Ceux qui espèrent pouvoir arrêter la folie de l’argent en demeurant sur le terrain de l’argent et en prétendant le contenir ne voient précisément pas que son identité est d’être expressément irrépressible et ingouvernable. Il n’y a pas d’argent propre car celui-ci est par essence la puissance de corruption qui déporte l’être dans une abjection générale qui confond et échange tout dans une dégradation absolue où toute activité se voit emprisonnée dans les infections du paraître et de l’avoir. Par là même, on en revient au vieux et seul vrai débat qui compte; celui de Misère de la philosophie rédigé en 1847 qui nous a clairement montré que l’argent n’a pas « un bon et un mauvais côté » et que la pensée défectueuse et rudimentaire qui récuse les effets abominables de la loi du fétichisme marchand tout en entendant préserver les catégories capitalistes du système des objets fait montre d’un cynisme d’emmuré.
Que certains qui entendent pourtant demeurer dans la civilisation du travail du profit bougonnent contre la réforme capitaliste du mariage en s’alarmant que l’enfant y deviendra assurément une marchandise, illustre merveilleusement toute la perfidie d’un univers où le citoyen est constitutionnellement un consommateur d’illusions. La marchandise est cette illusion en tout lieu effectivement réalisée et le spectacle du monde de l’argent inéluctable sa manifestation générale.
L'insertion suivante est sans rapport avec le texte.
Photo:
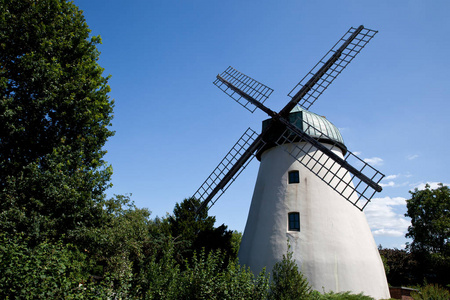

En effet, il y a bien longtemps que le spectacle du pécule est devenu l’autre face de la vie arraisonnée par l’artifice : l’équivalent général abstrait de toutes nos existences monétisables.
On ne peut à la fois vouloir sauvegarder l’argent et préserver l’humain… Il faut choisir et il convient de se défaire de ce mythe qui nous conditionne à pouvoir envisager d’accepter l’absurdité d’une économie et d’une politique qui ne seraient pas ce qu’elles ont toujours été par nature et non point par accident; le long et douloureux arrachement des hommes à la vie cosmique et sacrale de la communauté d’antan, jetés dans des sociétés de profanation croissante dont le monothéisme de la marchandise est le stade suprême dorénavant accompli pendant que le temps des monarchies fut, lui, cette longue étape de transition indispensable qui permit aux spéculations du sacré de liquider graduellement les traces résistantes de l’immonayable sacral à proportion du profane qui s’étendait de plus belle.
La théorie vraiment critique est ennemie de toute idéologie de l’argent amendé, épuré, purgé, purifié ou réaménagé, et elle sait qu’elle l’est parce qu’elle est avertie que la réalisation toujours plus poussée du fétichisme de la marchandise à tous les niveaux, en rendant toujours plus difficile aux humains de reconnaître et de nommer l’in-humanité de leur propre abaissement, les place dans l’alternative de refuser la totalité de ce déchoir, ou rien. La pensée qui pense en vérité a dû dès lors apprendre que l’on ne peut pas combattre l’aliénation de la monnaie et ses aboutissements sous des formes monnayant encore l’aliénation.